情報というのは観念(意味)を物質という対立を、差異(形式)に還元してしまう考え方です。まさにそういう意味での「情報社会」というのは、西洋ではなくて、日本のあらゆる領域で実現されたと思う。(『終わりなき世界』1990年)


江戸文化の特徴を中井久夫は次のようにまとめている。


江戸幕府の基本政策はどういうものであったか。刀狩り(武装解除)、布教の禁と檀家制度(政教分離)、大家族同居の禁(核家族化)、外征放棄(鎖国)、軍事の形骸化(武士の官僚化)、領主の地方公務員化(頻繁なお国替え)である。特に家康の決めた「祖法」は変更を許されなかった。その下で、江戸期の特徴は航海術、灌漑技術、道路建設、水道建設、新田開発、手工業、流通業、金融業の発達である。江戸は人口百万の世界最大都市となり、医師数(明治二年で一万人)も国民の識字率もおそらく世界最高であった。江戸期に創立された商社と百貨店と多くの老舗は明治期も商業の中核であり、問屋、手形、為替など江戸の商業慣行は戦後も行なわれて、「いまだ江戸時代だ」と感じることがたくさんあった。(中井久夫「歴史にみる「戦後レジーム」」初出2007年6月「神戸新聞」『日時計の影』所収)


2020年になってもまだこの文化の残存物はあるだろう、とくに大企業においては明瞭に。そしてこの文化は少なくとももかつては日本の成長を支えてきた。


磯崎新は、2010年の毎日新聞のインタヴュー記事「特集ワイド:この国はどこへ行こうとしているのか」で「鎖国のすすめ」と読みうる発言をしているが、具体的には「江戸文化様式のすすめ」と言ってよいだろう。


ーー日本は鎖国状態でやっていけますか? 


「日本は鎖国状態を恐れる必要はありませんよ。今の日本は、米国から外される、中国から追い抜かれるとビクビクしている。だけど、日本はむしろ孤立した方がいいんです」。
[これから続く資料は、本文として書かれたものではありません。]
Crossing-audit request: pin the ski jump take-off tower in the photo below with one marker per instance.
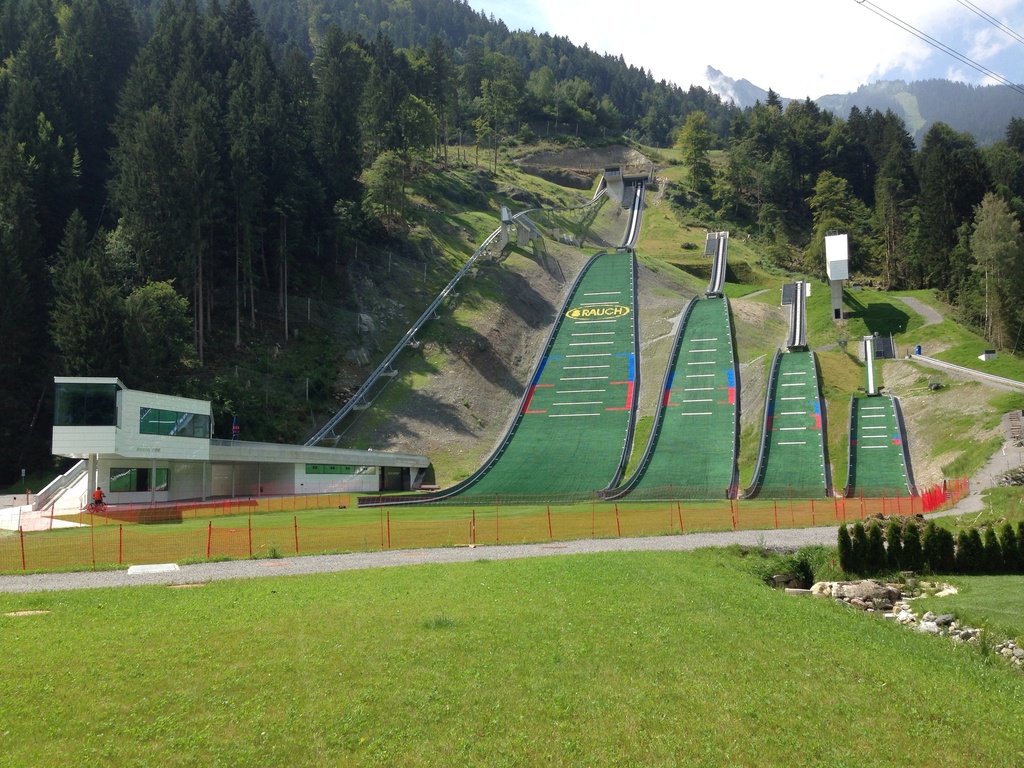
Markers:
(838, 267)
意外な答えが返ってきた。


「僕はこの鎖国状態の期間を『和様化の時代』と呼んでいいと思います。歴史を見れば、和様化の時代は、輸入した海外の技術を徐々に日本化していく時期にあたります。今はこの和様化、つまり『日本化』を徹底する時期だと思いますね」


磯崎さんに言わせれば伊勢神宮もしかり。漢字とひらがなが入り交じった日本語も、外国語をいかに日本化するかを考えたことから今の形となった。戦 後で言えば、自動車やカメラだ。日本が始めた産業ではないにもかかわらず、実用化、大量化、精密化して世界の群を抜く製品化に成功した。


 「どう言ったらいいんですかね」などと言葉を探しながら語る磯崎さん。


歴史を振り返ると、日本人は鎖国状態の時期、非常に細かい技術を駆使して、発案した人たちを脅かすものをつくり続けてきた。そして、その時期にできた日本語や自動車などの日本的なものが、日本の文化や産業の歴史的な主流になってきています」




最後にーーここでの話題からいくらか離れて(?)ーーもう一度中井久夫を引用して、現在、江戸文化様式がどのように残っているのかの吟味の材料にしよう。
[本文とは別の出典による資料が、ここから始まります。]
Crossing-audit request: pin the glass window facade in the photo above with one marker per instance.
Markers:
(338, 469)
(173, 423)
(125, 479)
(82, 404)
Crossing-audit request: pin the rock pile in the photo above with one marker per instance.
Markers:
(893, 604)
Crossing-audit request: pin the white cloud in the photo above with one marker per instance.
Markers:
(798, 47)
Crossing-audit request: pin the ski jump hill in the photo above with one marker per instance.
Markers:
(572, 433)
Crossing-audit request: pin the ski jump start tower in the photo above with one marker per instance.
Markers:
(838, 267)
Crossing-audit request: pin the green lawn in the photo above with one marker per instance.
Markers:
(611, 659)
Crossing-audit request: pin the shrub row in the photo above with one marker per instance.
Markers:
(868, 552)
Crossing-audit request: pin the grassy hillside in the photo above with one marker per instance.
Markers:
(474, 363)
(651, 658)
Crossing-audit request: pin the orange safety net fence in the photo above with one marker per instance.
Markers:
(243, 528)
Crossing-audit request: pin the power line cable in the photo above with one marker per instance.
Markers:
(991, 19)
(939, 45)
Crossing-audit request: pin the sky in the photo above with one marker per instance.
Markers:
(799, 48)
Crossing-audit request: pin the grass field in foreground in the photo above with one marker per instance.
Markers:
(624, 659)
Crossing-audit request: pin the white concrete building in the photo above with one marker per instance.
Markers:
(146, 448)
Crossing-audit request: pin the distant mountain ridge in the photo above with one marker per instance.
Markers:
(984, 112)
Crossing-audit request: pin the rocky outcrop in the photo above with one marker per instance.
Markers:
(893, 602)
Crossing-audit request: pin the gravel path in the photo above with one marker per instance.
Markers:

意地について考えていると、江戸時代が身近に感じられてくる。使う言葉も、引用したい例も江戸時代に属するものが多い。これはどういうことであろう。


一つは、江戸時代という時代の特性がある。皆が、絶対の強者でなかった時代である。将軍も、そうではなかった。大名もそうではなかった。失態があれば、時にはなくとも、お国替えやお取り潰しになるという恐怖は、大名にも、その家臣団にものしかかっていた。農民はいうまでもない。商人層は、最下層に位置づけられた代わりに比較的に自由を享受していたとはいえ、目立つ行為はきびしく罰せられた。そして、こういう、絶対の強者を作らない点では、江戸の社会構造は一般民衆の支持を受けていたようである。伝説を信じる限りでの吉良上野介程度の傲慢ささえ、民衆の憎悪を買ったのである。こういう社会構造では、颯爽たる自己主張は不可能である。そういう社会での屈折した自己主張の一つの形として意地があり、そのあるべき起承転結があり、その際の美学さえあって、演劇においてもっとも共感される対象となるつづけたのであろう。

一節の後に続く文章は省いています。